20 An meiner Haut und meinem Fleische kleben meine Knochen, und meine Zähne treten an der Haut hervor.
21 Erbarmt euch meiner, erbarmt euch meiner, ihr meine Freunde; denn Gottes Hand hat mich getroffen!
22 Warum verfolgt ihr mich wie Gott und werdet meines Fleisches nicht satt?
23 O daß doch meine Worte aufgeschrieben würden, o daß in einer Inschrift sie eingegraben würden
24 mit eisernem Griffel und mit Blei, für immer eingehauen in den Fels!
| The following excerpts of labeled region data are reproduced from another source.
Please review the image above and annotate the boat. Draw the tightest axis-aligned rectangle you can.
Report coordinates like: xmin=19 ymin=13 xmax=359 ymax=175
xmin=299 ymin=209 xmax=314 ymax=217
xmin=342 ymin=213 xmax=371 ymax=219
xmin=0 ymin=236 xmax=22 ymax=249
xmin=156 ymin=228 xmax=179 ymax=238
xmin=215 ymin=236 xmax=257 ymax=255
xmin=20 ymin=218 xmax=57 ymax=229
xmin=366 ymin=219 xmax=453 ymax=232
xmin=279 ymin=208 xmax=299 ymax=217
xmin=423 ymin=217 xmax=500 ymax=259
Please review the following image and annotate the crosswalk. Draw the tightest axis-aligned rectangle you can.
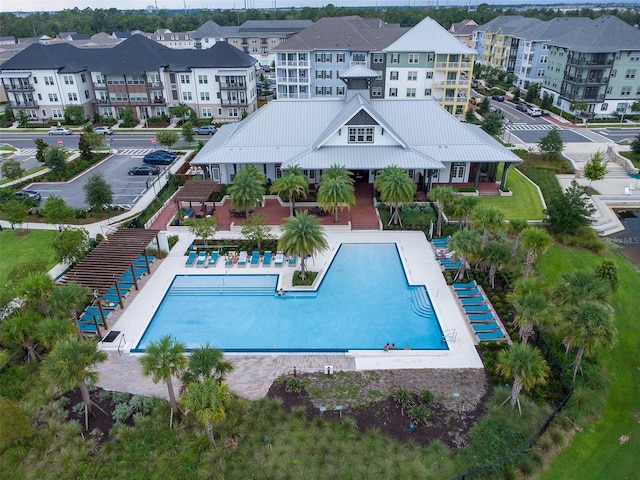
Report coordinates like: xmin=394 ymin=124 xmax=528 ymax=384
xmin=506 ymin=123 xmax=557 ymax=131
xmin=118 ymin=148 xmax=153 ymax=157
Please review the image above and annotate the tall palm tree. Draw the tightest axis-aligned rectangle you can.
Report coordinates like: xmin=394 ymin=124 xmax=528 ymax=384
xmin=554 ymin=269 xmax=611 ymax=305
xmin=484 ymin=240 xmax=510 ymax=288
xmin=42 ymin=337 xmax=108 ymax=412
xmin=318 ymin=164 xmax=356 ymax=223
xmin=562 ymin=300 xmax=618 ymax=382
xmin=278 ymin=212 xmax=329 ymax=279
xmin=453 ymin=195 xmax=479 ymax=230
xmin=522 ymin=227 xmax=551 ymax=280
xmin=269 ymin=166 xmax=309 ymax=217
xmin=507 ymin=218 xmax=529 ymax=257
xmin=227 ymin=163 xmax=265 ymax=212
xmin=19 ymin=273 xmax=55 ymax=316
xmin=140 ymin=335 xmax=187 ymax=412
xmin=496 ymin=343 xmax=549 ymax=415
xmin=449 ymin=230 xmax=482 ymax=279
xmin=509 ymin=280 xmax=556 ymax=344
xmin=0 ymin=313 xmax=42 ymax=362
xmin=471 ymin=205 xmax=504 ymax=248
xmin=429 ymin=187 xmax=457 ymax=237
xmin=182 ymin=342 xmax=233 ymax=385
xmin=180 ymin=377 xmax=231 ymax=447
xmin=374 ymin=166 xmax=418 ymax=226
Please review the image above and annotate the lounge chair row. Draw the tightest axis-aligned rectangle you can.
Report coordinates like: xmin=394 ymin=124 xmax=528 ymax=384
xmin=453 ymin=280 xmax=505 ymax=342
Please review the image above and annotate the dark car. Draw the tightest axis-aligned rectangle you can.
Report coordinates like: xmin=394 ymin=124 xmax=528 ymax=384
xmin=193 ymin=125 xmax=218 ymax=135
xmin=142 ymin=150 xmax=175 ymax=165
xmin=127 ymin=165 xmax=160 ymax=175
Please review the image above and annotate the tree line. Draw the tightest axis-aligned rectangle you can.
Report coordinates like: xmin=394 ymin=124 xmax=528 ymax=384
xmin=0 ymin=3 xmax=640 ymax=38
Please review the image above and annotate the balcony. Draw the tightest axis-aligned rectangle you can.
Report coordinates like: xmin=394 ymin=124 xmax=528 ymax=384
xmin=4 ymin=83 xmax=34 ymax=92
xmin=220 ymin=82 xmax=247 ymax=90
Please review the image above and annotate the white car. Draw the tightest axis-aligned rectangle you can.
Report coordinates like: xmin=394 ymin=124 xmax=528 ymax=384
xmin=527 ymin=107 xmax=542 ymax=117
xmin=93 ymin=127 xmax=113 ymax=135
xmin=49 ymin=127 xmax=73 ymax=135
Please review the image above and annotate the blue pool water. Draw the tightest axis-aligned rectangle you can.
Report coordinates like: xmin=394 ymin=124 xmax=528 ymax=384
xmin=134 ymin=244 xmax=447 ymax=351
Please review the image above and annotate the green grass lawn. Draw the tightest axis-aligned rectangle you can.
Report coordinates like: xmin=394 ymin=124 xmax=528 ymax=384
xmin=538 ymin=247 xmax=640 ymax=480
xmin=0 ymin=228 xmax=58 ymax=285
xmin=478 ymin=164 xmax=544 ymax=220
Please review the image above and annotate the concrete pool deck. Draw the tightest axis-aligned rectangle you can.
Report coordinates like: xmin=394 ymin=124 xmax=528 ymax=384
xmin=98 ymin=229 xmax=483 ymax=399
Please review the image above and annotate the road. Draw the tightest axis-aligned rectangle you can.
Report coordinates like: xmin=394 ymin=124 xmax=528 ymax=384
xmin=0 ymin=132 xmax=200 ymax=209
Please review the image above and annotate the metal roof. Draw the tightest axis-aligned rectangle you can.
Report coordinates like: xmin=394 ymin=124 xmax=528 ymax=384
xmin=383 ymin=17 xmax=476 ymax=55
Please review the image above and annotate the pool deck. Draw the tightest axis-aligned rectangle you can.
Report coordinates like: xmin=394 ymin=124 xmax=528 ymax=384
xmin=98 ymin=229 xmax=483 ymax=399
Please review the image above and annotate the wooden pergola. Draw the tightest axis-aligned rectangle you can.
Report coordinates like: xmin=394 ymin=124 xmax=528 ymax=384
xmin=59 ymin=228 xmax=161 ymax=321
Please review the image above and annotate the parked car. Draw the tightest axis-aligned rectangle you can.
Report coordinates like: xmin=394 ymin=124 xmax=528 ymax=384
xmin=15 ymin=190 xmax=42 ymax=203
xmin=93 ymin=127 xmax=113 ymax=135
xmin=127 ymin=165 xmax=160 ymax=175
xmin=527 ymin=107 xmax=542 ymax=117
xmin=142 ymin=151 xmax=175 ymax=165
xmin=193 ymin=125 xmax=218 ymax=135
xmin=49 ymin=127 xmax=73 ymax=135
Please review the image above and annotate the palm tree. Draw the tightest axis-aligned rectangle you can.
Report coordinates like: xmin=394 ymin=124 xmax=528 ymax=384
xmin=496 ymin=343 xmax=549 ymax=415
xmin=42 ymin=337 xmax=108 ymax=413
xmin=0 ymin=314 xmax=40 ymax=362
xmin=182 ymin=342 xmax=233 ymax=385
xmin=318 ymin=164 xmax=356 ymax=223
xmin=180 ymin=377 xmax=231 ymax=447
xmin=507 ymin=218 xmax=529 ymax=257
xmin=278 ymin=212 xmax=329 ymax=280
xmin=563 ymin=300 xmax=618 ymax=382
xmin=227 ymin=164 xmax=265 ymax=212
xmin=19 ymin=273 xmax=55 ymax=316
xmin=453 ymin=195 xmax=479 ymax=230
xmin=449 ymin=230 xmax=481 ymax=279
xmin=374 ymin=166 xmax=417 ymax=227
xmin=429 ymin=187 xmax=457 ymax=237
xmin=522 ymin=227 xmax=551 ymax=280
xmin=509 ymin=280 xmax=555 ymax=344
xmin=484 ymin=240 xmax=510 ymax=288
xmin=269 ymin=166 xmax=309 ymax=217
xmin=140 ymin=335 xmax=187 ymax=413
xmin=471 ymin=205 xmax=504 ymax=248
xmin=554 ymin=269 xmax=611 ymax=305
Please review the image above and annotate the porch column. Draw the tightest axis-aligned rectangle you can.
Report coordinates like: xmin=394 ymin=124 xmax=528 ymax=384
xmin=500 ymin=162 xmax=511 ymax=190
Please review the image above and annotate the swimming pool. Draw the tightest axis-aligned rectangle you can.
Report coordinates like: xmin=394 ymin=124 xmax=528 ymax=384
xmin=132 ymin=243 xmax=448 ymax=352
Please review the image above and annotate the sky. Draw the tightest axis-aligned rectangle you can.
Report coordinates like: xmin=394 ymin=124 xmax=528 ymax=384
xmin=0 ymin=0 xmax=640 ymax=12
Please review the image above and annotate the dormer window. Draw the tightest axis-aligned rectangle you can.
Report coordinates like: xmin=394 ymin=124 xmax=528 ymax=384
xmin=349 ymin=127 xmax=374 ymax=143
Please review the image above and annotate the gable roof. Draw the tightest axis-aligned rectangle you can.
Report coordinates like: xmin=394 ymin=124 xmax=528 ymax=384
xmin=273 ymin=15 xmax=409 ymax=52
xmin=384 ymin=17 xmax=476 ymax=55
xmin=191 ymin=94 xmax=521 ymax=169
xmin=0 ymin=35 xmax=257 ymax=75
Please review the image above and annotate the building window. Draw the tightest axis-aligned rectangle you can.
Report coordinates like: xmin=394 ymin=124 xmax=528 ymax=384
xmin=349 ymin=127 xmax=373 ymax=143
25 Ich selber weiß: Mein Verteidiger lebt, und als letzter wird er über dem Erdenstaub auftreten.
26 Und zieht man mir die Haut vom Fleische ab, selbst dann noch werde ich Gott schauen,
27 ihn, den ich selber schauen werde, den meine eigenen Augen sehen und kein Fremder; mein Herz in mir schmachtet danach.
28 Wenn ihr nun denkt: "Wie sehr wollen wir ihn verfolgen und den Grund der Sache an ihm entdecken!",
29 so fürchtet euch vor dem Schwert - denn heftiger Zorn verdient das Schwert -, damit ihr wißt, daß es ein Gericht gibt!"